Let $\struct {S, \preceq}$ be an ordered set.

Let $\mathbb T \subseteq \powerset S$, where $\powerset S$ is the power set of $S$.

Suppose all $T \in \mathbb T$ admit a supremum $\sup T$ in $S$.


Then:

$\sup \bigcup \mathbb T = \sup {\set {\sup T: T \in \mathbb T} }$

if one of these two quantities exists (in $S$).


Proof

Suppose that $s = \sup \bigcup \mathbb T \in S$.

By Set is Subset of Union, $T \subseteq \bigcup \mathbb T$ for all $T \in \mathbb T$.

Hence by Supremum of Subset:

$\forall T \in \mathbb T: \sup T \preceq s$


Suppose now that $a \in S$ satisfies:

$\forall T \in \mathbb T: \sup T \preceq a$

Then by transitivity of $\preceq$:

$\forall t \in T: t \preceq a$

Since this holds for any $T \in \mathbb T$, also:

$\forall t \in \bigcup \mathbb T: t \preceq a$

Hence $s \preceq a$, by definition of supremum.

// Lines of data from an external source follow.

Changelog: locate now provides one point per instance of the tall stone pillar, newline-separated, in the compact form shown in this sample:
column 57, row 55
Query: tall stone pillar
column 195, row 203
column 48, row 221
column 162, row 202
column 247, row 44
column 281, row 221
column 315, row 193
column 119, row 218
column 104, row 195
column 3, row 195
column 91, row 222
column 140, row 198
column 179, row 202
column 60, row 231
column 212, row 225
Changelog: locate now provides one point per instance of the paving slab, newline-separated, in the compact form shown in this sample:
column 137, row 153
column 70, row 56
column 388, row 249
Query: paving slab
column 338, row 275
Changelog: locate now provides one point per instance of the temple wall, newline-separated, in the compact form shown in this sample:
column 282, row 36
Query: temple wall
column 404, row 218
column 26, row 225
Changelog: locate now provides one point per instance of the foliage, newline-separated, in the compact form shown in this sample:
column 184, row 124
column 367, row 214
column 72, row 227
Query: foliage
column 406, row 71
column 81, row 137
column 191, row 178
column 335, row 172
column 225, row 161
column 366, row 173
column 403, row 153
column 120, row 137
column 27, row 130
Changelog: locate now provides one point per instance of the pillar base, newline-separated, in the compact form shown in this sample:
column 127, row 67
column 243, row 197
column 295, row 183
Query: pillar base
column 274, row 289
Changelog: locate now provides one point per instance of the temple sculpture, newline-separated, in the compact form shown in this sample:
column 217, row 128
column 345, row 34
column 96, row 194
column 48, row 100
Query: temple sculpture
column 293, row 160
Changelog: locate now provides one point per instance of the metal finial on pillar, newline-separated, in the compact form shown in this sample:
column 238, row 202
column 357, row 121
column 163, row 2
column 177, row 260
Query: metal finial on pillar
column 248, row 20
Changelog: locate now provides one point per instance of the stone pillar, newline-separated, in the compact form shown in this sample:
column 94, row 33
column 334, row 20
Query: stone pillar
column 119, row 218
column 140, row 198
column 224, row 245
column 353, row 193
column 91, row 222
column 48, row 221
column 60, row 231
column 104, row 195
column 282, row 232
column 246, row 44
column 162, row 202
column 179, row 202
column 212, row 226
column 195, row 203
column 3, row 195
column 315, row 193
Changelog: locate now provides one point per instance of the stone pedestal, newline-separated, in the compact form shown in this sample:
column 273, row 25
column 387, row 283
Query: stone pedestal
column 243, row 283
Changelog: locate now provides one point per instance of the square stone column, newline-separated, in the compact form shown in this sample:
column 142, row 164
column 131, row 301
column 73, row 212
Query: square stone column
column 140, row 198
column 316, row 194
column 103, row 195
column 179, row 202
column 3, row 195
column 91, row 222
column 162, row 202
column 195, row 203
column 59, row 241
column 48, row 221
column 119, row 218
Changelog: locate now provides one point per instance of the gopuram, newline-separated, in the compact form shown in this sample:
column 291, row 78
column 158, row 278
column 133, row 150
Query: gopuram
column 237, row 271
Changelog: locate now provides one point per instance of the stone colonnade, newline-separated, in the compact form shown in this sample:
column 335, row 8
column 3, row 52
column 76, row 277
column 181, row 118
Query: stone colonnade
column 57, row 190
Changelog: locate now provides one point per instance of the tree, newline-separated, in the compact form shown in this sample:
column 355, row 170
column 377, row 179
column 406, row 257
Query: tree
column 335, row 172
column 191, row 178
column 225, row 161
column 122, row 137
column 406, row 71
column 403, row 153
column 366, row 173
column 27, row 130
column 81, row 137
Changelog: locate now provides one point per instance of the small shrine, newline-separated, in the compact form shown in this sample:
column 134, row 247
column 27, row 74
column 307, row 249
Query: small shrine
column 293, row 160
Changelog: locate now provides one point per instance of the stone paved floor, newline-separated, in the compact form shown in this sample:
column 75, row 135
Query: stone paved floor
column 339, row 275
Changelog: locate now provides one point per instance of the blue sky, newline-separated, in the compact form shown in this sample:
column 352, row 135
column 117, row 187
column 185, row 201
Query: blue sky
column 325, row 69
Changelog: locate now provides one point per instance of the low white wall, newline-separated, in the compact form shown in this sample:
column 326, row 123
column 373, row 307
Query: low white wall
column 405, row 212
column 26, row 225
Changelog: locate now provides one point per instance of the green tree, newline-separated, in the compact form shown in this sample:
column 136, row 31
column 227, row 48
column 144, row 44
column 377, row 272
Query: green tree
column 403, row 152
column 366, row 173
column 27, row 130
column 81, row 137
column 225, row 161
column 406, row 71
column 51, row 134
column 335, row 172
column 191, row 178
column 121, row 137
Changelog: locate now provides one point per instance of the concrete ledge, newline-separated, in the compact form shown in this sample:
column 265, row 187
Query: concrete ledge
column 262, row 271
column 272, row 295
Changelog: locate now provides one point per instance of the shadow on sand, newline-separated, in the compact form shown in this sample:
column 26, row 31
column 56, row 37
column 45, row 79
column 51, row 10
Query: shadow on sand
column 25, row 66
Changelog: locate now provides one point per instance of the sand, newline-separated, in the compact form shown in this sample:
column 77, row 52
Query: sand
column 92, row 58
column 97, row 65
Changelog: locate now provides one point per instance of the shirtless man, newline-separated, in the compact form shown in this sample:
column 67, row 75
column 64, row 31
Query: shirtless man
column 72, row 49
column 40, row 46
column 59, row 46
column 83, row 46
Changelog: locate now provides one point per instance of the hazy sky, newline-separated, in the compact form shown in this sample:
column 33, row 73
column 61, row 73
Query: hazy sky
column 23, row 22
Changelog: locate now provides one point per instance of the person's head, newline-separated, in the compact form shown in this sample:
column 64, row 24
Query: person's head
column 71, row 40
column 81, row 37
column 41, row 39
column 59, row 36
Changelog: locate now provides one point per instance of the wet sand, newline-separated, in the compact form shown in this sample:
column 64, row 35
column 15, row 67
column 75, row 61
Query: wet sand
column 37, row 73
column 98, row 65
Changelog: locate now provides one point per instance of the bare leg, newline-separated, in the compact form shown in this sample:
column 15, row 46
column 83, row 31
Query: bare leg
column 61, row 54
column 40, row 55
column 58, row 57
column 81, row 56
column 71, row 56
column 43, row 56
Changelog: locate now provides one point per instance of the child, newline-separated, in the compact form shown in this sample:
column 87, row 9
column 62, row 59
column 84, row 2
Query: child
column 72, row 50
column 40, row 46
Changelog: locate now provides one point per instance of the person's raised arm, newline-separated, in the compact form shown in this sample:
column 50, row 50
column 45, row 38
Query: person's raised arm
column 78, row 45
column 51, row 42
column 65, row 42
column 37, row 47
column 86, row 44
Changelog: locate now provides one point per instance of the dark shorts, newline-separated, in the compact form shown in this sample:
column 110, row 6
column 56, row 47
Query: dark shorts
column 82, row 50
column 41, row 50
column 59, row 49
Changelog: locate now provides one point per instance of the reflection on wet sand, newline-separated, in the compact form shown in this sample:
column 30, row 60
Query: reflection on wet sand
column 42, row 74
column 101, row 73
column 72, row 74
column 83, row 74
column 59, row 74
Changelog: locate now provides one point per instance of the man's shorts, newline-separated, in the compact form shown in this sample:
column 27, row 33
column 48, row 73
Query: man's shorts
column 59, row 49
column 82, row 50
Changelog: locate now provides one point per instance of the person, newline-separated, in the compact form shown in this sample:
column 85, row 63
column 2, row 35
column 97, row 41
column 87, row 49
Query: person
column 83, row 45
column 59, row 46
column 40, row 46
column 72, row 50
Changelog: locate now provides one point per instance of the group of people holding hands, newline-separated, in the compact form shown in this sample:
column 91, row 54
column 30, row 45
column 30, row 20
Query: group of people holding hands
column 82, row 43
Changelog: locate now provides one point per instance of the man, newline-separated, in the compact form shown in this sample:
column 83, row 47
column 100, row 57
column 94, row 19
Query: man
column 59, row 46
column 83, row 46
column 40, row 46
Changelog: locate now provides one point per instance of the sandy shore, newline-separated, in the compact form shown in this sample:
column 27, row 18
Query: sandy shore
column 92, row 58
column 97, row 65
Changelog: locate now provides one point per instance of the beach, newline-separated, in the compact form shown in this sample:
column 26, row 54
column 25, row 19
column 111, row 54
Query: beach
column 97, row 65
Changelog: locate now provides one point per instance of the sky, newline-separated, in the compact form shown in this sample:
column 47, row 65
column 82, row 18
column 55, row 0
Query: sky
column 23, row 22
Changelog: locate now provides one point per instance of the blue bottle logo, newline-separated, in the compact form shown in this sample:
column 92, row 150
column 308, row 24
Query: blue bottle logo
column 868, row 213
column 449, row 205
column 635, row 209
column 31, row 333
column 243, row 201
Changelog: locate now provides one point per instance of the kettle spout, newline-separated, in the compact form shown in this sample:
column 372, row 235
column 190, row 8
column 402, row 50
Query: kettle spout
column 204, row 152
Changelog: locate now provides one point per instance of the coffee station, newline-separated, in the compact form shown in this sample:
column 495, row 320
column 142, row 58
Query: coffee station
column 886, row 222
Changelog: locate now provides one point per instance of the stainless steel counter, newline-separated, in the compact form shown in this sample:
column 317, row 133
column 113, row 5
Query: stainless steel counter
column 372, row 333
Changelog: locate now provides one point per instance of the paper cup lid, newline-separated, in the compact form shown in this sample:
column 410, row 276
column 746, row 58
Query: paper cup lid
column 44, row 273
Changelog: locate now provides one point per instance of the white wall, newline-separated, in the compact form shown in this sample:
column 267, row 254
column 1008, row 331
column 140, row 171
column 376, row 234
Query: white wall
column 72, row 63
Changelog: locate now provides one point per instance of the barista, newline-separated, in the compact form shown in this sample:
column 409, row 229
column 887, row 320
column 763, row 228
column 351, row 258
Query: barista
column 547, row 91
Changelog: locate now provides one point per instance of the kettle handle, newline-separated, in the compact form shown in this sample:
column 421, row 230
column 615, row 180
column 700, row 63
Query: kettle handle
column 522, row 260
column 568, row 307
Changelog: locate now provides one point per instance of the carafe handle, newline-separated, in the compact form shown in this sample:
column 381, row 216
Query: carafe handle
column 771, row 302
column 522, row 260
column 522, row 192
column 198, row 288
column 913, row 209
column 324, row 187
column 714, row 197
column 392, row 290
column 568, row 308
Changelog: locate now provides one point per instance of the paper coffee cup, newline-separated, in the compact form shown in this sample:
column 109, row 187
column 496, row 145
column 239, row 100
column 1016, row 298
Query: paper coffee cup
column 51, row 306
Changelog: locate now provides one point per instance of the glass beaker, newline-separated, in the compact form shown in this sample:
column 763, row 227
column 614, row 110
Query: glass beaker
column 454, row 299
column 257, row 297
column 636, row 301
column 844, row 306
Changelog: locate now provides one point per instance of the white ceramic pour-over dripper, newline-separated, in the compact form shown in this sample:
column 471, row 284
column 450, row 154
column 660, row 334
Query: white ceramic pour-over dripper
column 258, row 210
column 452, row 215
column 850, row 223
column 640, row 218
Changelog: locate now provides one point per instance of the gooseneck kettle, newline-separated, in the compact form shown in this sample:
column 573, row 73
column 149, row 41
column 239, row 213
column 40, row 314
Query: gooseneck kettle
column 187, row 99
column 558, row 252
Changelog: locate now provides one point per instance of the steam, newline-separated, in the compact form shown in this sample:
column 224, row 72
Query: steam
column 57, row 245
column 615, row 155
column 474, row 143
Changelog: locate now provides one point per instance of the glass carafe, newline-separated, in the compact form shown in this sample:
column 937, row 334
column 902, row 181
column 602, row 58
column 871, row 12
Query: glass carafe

That is, $s = \sup {\set {\sup T: T \in \mathbb T} }$.

$\Box$


Suppose now that $r = \sup {\set {\sup T: T \in \mathbb T} } \in S$.

By definition of supremum, for all $T \in \mathbb T$ and $t \in T$:

$t \preceq \sup T$

By transitivity of $\preceq$:

$\forall T \in \mathbb T: \forall t \in T: t \preceq r$

Hence for all $t \in \bigcup \mathbb T$:

$t \preceq r$


Suppose that $a \in S$ satisfies:

$\forall t \in \bigcup \mathbb T: t \preceq a$

In particular, for any $T \in \mathbb T$, since $T \subseteq \bigcup \mathbb T$:

$\sup T \preceq a$

and therefore by definition of supremum, also:

$r \preceq a$


That is, $r = \sup \bigcup \mathbb T$.

$\blacksquare$